In der Metaphysik lesen (1007b 2 – 1008b 20)

Das Buch IV hat eine merkwürdige Struktur. Auf den ersten Seiten wird eine vollkommen neue Version der „gesuchten Wissenschaft“ bzw. der Ersten Philosophie entworfen: Betrachtung des Seienden als seienden mit Vervielfältigung des Sagens des Seienden und Nennung einiger Seinsmodalitäten, von denen nur die erste, nämlich das Wesen, als Ursache oder Prinzip gilt und zwar als immanentestes Prinzip; die anderen Seinsmodalitäten umfassen die Akzidenzien sowie vom Wesen eher noch weiter entfernte Modalitäten – bis hin zu dessen Negation. Anschließend Aufstellung des allgemeinsten Axioms, das sich auch auf alle Seienden bezieht, aber nicht eine Seinsmodalität ist sondern ein Gesetz fürs Sprechen und als solches ein höchstes Prinzip.
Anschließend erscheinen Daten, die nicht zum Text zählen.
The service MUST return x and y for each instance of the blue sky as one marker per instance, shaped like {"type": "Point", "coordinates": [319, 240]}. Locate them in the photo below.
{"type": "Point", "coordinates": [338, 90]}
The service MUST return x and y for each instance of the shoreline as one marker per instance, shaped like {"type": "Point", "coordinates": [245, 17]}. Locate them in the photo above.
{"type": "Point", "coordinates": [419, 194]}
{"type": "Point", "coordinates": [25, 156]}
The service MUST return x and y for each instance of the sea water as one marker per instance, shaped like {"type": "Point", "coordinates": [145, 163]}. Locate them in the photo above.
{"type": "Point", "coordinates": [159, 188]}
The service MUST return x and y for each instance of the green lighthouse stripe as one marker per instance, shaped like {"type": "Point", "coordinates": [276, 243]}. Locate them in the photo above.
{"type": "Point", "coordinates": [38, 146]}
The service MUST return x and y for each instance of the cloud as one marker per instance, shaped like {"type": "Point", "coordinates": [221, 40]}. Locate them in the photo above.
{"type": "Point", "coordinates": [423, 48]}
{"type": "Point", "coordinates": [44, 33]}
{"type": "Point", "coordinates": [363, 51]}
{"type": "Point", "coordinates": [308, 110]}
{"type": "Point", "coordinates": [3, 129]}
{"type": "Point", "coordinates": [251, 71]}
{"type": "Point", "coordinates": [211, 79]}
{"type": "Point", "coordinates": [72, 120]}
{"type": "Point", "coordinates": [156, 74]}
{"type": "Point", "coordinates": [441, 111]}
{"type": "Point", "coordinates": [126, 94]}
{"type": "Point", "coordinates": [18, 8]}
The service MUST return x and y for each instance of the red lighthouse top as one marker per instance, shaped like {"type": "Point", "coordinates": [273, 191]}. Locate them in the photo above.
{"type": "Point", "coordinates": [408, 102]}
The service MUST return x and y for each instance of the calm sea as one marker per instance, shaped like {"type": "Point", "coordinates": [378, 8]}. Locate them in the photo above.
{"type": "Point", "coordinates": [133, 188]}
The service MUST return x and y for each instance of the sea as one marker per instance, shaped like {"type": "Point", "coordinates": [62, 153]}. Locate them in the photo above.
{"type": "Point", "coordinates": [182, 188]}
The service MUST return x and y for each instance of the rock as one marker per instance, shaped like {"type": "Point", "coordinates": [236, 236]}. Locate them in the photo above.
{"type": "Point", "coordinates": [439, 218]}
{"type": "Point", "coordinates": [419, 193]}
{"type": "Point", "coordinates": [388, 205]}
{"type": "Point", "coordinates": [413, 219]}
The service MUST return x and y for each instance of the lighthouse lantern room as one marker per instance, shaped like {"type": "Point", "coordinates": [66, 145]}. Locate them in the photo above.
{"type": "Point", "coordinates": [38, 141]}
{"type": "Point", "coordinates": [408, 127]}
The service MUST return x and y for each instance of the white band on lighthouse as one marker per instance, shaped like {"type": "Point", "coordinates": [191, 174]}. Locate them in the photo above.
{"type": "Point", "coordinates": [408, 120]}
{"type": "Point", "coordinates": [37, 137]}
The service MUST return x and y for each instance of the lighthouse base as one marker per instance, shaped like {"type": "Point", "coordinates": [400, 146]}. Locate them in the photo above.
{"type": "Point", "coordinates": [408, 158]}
Dann geht es seitenlang um die Beweisführung für dieses Axiom oder vielmehr um die Widerlegung seiner Negation. Hier wird die Negation ausgeschlossen und im Zuge dieser Ausschließungsbemühung findet eine Art Kampf gegen die Überwältigung des Wesens durch die Akzidenzien statt. In dieser dialektisch-kritisch-polemischen und nicht enden wollenden Widerlegung insistiert Aristoteles auf der Unterordnung der Akzidenzien, denn nur mit ihr lassen sich die Bestimmtheit des Sprechens und die Bestimmtheit des Wollens aufrechterhalten. Ein wichtiges Mittel zur Vermeidung des Nicht-Sprechens im Sprechen sei die Unterscheidung, mit der jeweils bestimmt wird, wovon die Rede ist.
In der Folge wird der Sophist Protagoras (490-411) zum Hauptvertreter der bekämpften Lehre erklärt, derzufolge es nur Meinungen gibt, welche alle wahr seien.
Nun fand gestern ein Vortrag von Thomas Buchheim (München) zum Thema „Der Mensch als Maß der Dinge. Das Protagoreische Prinzip und seine Aufnahme bei Aristoteles“ statt. Darin wurde dargestellt, daß die Ansichten des Protagoras, die als relativistisch gelten, mit seinem sogenannen Homo-Mensura-Satz zusammenhängen, der lautet: „Der Mensch ist das Maß aller Dinge, der Seienden, daß sie sind, der Nichtseienden, daß sie nicht sind.“ Protagoras war für Aristoteles ein längst bekannter „Fall“, denn Platon hatte sich in mehreren Dialogen ausführlich mit ihm auseinandergesetzt und ihm den Deus-Mensura-Satz entgegengesetzt.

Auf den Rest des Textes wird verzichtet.